What features do we look at?
According to the researchers, there are 65 separate factors that can influence our assessment of social traits. These include the size and shape of the face as a whole, individual facial features (e.g. bottom lip curvature), their spatial arrangement (e.g. mouth-to-chin distance), the presence/absence of glasses and facial hair, and information about the texture and colour of specified regions.
This conclusion was drawn after participants were asked to score 1,000 face photos for 16 different social traits, like trustworthiness or intelligence. The researchers then measured the physical attributes of all 1,000 faces and put them together with those scores, in order to build a mathematical model of how the dimensions of a face produce different impressions.They found, for example, that the five features most strongly positively correlated with approachability are all linked to the mouth and mouth shape. So, if you have a large, wide mouth, with an upward curving bottom lip you are likely to be regarded as friendly and approachable.
They believed the model could accurately predict first impressions and, to put it to the test, produced a set of computer-generated faces and asked more participants to rate them.
The ratings matched i.e. a computer-generated ‘unapproachable’ face was indeed rated as unapproachable by the human participants.
Can we change the first impression our face creates?
While it might seem unfair that our facial features can cause people to make assumptions about our character, making small changes to our appearance can change the way we’re perceived.
This was proven by a study conducted by researchers at Georgetown University, Washington, USA, which examined changes in personality perception following facial rejuvenation surgery.To do this, they took before and after photographs of 30 women who had undergone cosmetic treatments including facelifts, upper and lower eye bag surgery, eyebrow lifts, neck lifts and chin implants.
Groups of ‘raters’, unknown to the women, were asked to rate each photograph for six personality traits - aggressiveness, extroversion, likeability, trustworthiness, risk seeking, and social skills - as well as for attractiveness and femininity.
Results showed that all of the women were rated higher postoperatively for four of the eight traits – likeability, social skills, attractiveness and femininity.
Interestingly, it didn’t make a difference what procedure the patient had undergone.
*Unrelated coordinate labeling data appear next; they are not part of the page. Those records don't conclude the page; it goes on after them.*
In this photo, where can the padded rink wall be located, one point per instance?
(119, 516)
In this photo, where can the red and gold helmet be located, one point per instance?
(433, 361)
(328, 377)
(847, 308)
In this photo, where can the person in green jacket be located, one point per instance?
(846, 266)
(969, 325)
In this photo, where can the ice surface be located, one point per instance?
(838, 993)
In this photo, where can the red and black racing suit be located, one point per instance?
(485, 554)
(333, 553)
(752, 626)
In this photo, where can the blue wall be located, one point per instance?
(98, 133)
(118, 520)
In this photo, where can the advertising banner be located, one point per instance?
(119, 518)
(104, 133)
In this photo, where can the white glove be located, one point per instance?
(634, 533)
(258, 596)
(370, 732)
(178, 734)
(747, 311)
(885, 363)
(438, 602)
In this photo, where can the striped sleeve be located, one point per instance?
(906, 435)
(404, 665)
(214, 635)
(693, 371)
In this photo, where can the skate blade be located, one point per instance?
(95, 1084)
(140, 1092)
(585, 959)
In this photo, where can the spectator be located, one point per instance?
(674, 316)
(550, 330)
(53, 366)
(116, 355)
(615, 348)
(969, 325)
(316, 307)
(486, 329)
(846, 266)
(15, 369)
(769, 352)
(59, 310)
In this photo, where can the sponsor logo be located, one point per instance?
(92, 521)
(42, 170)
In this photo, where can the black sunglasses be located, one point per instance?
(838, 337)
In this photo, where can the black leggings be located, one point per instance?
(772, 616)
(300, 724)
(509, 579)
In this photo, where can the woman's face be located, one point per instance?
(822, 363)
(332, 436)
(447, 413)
Regardless of whether they’d had a neck lift, an eye lift or a chin augmentation, they were all deemed to have better personalities, being viewed as more sociable and more likeable.
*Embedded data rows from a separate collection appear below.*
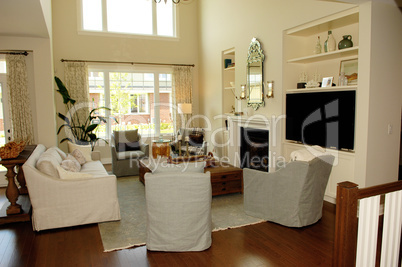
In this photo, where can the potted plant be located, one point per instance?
(82, 132)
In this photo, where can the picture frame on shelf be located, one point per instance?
(327, 81)
(350, 68)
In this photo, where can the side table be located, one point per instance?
(19, 206)
(160, 148)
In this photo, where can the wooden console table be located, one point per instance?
(19, 206)
(225, 178)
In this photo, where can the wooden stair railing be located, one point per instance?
(347, 225)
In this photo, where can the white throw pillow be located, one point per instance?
(86, 150)
(62, 154)
(48, 162)
(71, 164)
(72, 175)
(182, 167)
(79, 156)
(307, 154)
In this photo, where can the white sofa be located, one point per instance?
(88, 197)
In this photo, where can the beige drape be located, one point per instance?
(76, 81)
(19, 100)
(183, 93)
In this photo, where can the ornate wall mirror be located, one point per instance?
(255, 84)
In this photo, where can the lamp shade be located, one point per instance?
(184, 108)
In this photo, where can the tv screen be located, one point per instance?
(326, 119)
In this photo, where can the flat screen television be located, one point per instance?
(326, 119)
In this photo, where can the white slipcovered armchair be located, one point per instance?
(292, 196)
(178, 211)
(61, 202)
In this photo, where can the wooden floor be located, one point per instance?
(264, 244)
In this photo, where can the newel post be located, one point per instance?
(346, 225)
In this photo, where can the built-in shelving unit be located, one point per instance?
(299, 57)
(322, 89)
(228, 80)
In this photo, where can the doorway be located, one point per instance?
(4, 118)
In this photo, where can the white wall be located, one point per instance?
(379, 94)
(69, 44)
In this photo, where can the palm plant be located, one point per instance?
(82, 132)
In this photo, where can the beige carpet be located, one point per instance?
(130, 231)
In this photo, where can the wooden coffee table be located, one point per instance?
(225, 178)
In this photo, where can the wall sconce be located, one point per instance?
(270, 89)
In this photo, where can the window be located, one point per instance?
(138, 100)
(143, 17)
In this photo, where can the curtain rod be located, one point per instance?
(126, 62)
(25, 53)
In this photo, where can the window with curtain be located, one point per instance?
(140, 99)
(142, 17)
It appears that improving our appearance in general can make a better impression on strangers. However, cosmetic surgery can also tackle specific features that might be holding us back. Take for example, a downward sagging mouth that makes you appear surly, or droopy eyes, which cause you to look less intelligent or even untrustworthy.
Making a small change to your face can completely change the way you look, and subsequently the way people behave towards you. If you want to advance in your career, altering a detrimental facial feature could make employers look at you differently.